Generation of Mean Flows and Jets on a Beta Plane and over Topography

Abstract

This paper proposes and discusses mechanisms whereby mean flows and jets are produced by differential rotation and by topographic effects. It is shown that, in general, a mean gradient of potential vorticity not only inhibits the cascade of energy to large scales but directly produces anisotropic structures. Scalings for this are examined on the β plane using ideas from classical phenomenology. The scalings are naturally anisotropic and predict the formation of zonal flows directly through a turbulent cascade.

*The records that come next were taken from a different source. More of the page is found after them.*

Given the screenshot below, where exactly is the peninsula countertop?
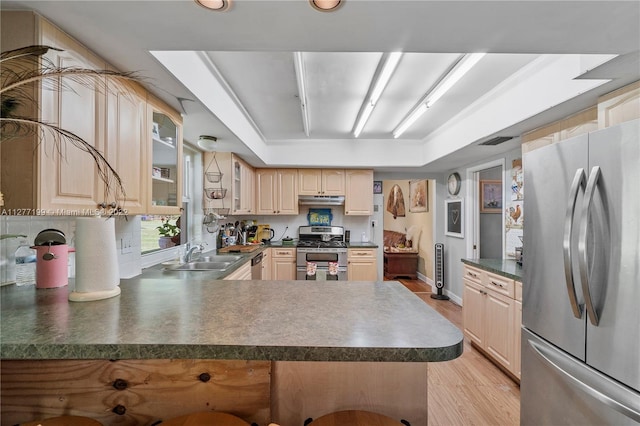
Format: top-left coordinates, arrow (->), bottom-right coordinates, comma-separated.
0,278 -> 463,363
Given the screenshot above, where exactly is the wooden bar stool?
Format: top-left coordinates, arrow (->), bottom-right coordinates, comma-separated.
159,412 -> 252,426
306,410 -> 408,426
21,416 -> 103,426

Numerical simulations and two-point closure calculations qualitatively confirm the predictions. Also, simulations of barotropic flow on the β plane can produce zonal jet structures of exceptional persistence over many eddy turnover times. Unsteady flow over topography generally produces a mean flow with a correlation between streamfunction and topography, with anticyclonic motion over humps. If the topography is shallow (or the flow sufficiently energetic) the mean streamfunction will be of a scale similar to that of the topography. For sufficiently steep topography, shelf (topographic Rossby) waves prevent the flow from achieving the scale of the topography, and may lead to the formation of jets parallel to but with a narrower scale than the topographic slope, superimposed on the topographically rectified mean flow. Such mechanisms can produce poleward undercurrents along oceanic boundaries and equatorward undercurrents on western boundaries. Similar mechanisms can produce alternating jets, superimposed on a mean vortex, around isolated seamounts.